While I think it’s actually a good thing ASP.NET is validating my HTML and CSS (even though the named colors above are legal colors!), I don’t think HTML or CSS errors like this qualify as errors. Especially in this case where I’m in a completely different context compiling an Assembly individually. These should be warnings or better yet get their own tab (or button in this case) to display or hide on.
So there are two issues here: First the fact that HTML format errors really have no business being flagged as errors. Errors in this environment should only be things that break the build and HTML errors don’t qualify in my book. I can appreciate the folks who are Nazis about their HTML Validation and want to see them prominently, but having them show as errors doesn’t do anything other than display here – it’s not breaking the build, so this is purely an annoying and non-configurable GUI feature.

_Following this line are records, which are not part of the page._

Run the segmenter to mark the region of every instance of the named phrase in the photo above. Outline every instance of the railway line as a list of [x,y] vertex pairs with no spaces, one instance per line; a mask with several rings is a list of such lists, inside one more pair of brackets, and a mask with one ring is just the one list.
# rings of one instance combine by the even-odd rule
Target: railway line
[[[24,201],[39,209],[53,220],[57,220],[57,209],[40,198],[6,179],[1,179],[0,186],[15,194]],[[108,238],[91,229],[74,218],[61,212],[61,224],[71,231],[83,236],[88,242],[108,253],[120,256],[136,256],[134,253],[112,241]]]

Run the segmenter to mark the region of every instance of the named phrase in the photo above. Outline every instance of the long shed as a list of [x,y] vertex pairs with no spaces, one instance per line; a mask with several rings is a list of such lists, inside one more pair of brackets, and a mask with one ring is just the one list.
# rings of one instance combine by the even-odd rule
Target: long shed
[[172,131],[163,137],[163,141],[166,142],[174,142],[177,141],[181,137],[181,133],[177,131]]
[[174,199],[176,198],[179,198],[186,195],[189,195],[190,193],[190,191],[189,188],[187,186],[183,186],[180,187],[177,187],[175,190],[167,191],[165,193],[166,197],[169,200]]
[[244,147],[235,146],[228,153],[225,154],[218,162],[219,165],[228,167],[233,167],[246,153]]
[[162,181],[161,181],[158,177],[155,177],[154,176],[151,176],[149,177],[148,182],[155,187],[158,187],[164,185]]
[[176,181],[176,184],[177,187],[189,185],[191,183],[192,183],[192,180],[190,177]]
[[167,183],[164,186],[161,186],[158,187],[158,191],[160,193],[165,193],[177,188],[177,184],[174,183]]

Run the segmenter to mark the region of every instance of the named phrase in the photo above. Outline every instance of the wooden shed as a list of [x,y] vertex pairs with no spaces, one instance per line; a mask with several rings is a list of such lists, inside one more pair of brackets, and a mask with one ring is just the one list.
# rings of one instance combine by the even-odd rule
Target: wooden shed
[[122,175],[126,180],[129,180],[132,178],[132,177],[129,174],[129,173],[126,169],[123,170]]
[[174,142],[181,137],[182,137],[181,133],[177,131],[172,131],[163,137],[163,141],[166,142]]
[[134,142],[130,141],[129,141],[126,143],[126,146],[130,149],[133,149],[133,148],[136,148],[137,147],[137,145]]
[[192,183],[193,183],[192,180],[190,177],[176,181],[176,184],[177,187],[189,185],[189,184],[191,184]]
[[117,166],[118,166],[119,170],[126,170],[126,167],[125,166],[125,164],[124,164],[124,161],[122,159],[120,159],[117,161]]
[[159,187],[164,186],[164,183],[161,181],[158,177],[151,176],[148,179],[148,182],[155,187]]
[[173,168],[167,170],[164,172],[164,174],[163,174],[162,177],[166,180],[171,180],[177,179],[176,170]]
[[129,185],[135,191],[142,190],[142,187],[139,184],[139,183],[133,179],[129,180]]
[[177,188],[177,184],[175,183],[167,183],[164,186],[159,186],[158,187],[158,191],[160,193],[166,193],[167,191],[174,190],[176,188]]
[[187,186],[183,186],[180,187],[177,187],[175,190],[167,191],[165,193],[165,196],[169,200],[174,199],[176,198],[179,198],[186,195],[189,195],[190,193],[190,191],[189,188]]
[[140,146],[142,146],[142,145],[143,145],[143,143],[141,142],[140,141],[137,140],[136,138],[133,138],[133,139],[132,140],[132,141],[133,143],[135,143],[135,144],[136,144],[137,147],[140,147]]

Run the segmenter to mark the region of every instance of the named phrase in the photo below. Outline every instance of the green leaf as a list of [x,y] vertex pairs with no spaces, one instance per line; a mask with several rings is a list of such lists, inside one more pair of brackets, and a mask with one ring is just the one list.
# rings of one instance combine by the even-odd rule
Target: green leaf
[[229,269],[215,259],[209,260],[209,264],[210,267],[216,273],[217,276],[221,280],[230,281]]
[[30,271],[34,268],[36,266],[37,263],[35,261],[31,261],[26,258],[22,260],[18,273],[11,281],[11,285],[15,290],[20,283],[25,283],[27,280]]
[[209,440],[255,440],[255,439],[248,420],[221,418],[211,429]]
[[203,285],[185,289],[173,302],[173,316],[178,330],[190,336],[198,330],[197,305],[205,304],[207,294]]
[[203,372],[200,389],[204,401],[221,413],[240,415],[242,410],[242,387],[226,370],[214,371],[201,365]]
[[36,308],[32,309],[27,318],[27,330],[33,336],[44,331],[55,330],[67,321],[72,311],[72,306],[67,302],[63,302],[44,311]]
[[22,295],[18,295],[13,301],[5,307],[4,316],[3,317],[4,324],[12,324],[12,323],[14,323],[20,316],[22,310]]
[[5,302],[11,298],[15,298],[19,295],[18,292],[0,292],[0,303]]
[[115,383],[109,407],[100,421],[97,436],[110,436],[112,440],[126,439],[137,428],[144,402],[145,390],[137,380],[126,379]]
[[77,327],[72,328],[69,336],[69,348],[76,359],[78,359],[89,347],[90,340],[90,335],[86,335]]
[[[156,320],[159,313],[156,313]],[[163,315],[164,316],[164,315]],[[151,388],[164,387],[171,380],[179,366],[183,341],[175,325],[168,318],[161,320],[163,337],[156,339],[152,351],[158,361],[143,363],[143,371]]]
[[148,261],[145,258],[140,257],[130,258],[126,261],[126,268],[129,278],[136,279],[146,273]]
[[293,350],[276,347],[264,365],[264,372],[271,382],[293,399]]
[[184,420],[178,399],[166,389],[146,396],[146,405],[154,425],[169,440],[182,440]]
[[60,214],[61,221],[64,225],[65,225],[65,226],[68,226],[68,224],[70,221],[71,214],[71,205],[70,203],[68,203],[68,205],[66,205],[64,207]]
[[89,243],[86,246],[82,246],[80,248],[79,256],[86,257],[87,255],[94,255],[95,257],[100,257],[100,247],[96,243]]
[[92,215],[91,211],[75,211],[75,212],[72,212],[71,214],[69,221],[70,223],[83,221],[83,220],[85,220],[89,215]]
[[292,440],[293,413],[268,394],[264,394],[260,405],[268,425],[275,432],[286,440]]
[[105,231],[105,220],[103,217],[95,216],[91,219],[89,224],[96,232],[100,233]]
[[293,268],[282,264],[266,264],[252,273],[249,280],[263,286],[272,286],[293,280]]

But this is really making VS.NET a lot less usable especially for existing applications that are up ported (or come from designers for that matter – I have two of those types of apps I’m sitting on which have 50k pages with all sorts of CSS 3.0 tags that don’t validate). The thing that really irks me about this is that as the specs change this will result in errors even if your code is clean in the future… can you spell built-in obsolescence?
The other is that of context. If I compile an individual assembly, that has nothing to do with HTML markup tags why should the IDE show these errors in this place – it’s completely out of context. There’s no options to have VS show the difference between background compile/eval errors of what’s open and what compile you just ran. All this stuff just gets jumbled together into a single bin. In the case above, 30 non-essential errors preceed the DLL compile errors followed by a couple of more HTML errors from the ASPX page open.
And yes I realize I can turn of HTML validation or I could simply close the CSS and ASPX pages and then compile.
Turning off the validation kinda bites too: a) it’s actually a very useful feature, that’s just badly implemented and b) turning off this setting doesn’t seem to ‘stick’ – validation seems to return even after having turned it off.
I made a suggestion a long while back about this, but it was turned out. Am I the only one who thinks this is a pain in the ass?